AI Internet-Meritocracy, or AIIM, could adopt a more granular model. Instead of assigning one reward to an entire project, AIIM could identify distinct scientific contributions and compensate each one separately.
The central principle is simple:
A scientific contribution should be rewarded according to the value it adds to the research ecosystem—not merely according to whether it appears inside a conventional journal article.
Under this model, a dataset, software library, proof, replication, correction, or methodological improvement could each become an independently evaluated and funded research object.
Why Paper-Level Funding Misses Important Scientific Work
A typical scientific paper may depend on many contributors:
- researchers who designed the study;
- technicians who collected and cleaned the data;
- programmers who developed the analytical software;
- theoreticians who proved supporting results;
- statisticians who validated the methodology;
- independent teams that later replicated the findings.
However, funding and academic credit are usually concentrated around the paper’s authorship list. Even authorship may not accurately represent the relative value of each contribution.
This creates distorted incentives. Researchers are encouraged to produce complete, novel-looking papers rather than reusable components. A scientist who publishes a carefully documented dataset may receive less recognition than someone who uses that dataset to publish a striking conclusion. A developer who maintains essential research software may be treated as technical support rather than as a scientific contributor.

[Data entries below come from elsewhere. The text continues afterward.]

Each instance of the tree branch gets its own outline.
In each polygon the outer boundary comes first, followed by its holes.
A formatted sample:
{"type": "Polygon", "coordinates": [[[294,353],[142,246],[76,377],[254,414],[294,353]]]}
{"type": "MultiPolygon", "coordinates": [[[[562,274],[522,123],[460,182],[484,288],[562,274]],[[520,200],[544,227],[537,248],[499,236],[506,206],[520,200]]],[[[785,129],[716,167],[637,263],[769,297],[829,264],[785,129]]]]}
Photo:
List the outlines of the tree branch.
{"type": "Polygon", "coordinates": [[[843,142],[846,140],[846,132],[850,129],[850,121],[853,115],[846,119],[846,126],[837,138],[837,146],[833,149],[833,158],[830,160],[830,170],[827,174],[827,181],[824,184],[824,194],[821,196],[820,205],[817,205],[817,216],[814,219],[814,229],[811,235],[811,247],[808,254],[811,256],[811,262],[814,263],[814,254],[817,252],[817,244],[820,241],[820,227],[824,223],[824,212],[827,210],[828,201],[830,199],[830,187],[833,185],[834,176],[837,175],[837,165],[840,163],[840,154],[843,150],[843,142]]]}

AIIM could address this problem by treating scientific outputs as a network of separately attributable objects.
A Modular Scientific Reward System
An AIIM evaluation could decompose research into several contribution classes:
| Contribution type | Primary value |
|---|---|
| Data | Provides reliable empirical observations |
| Code | Makes analysis, simulation, or experimentation possible |
| Proofs | Establishes logically valid mathematical conclusions |
| Replications | Tests whether previous findings remain reliable |
| Methods | Improves how research is conducted |
| Reviews | Evaluates and explains existing work |
| Corrections | Removes errors from the scientific record |
| Documentation | Makes other outputs understandable and reusable |
Each object would have its own identifier, contributors, version history, evidence, dependency relationships, and evaluation record.
A research paper could still receive a reward, but it would no longer absorb all the credit generated by its underlying components.
Rewarding Scientific Data
Scientific data can be valuable independently of the conclusions originally drawn from it. A well-designed dataset may support dozens of later studies, including studies that its creators never anticipated.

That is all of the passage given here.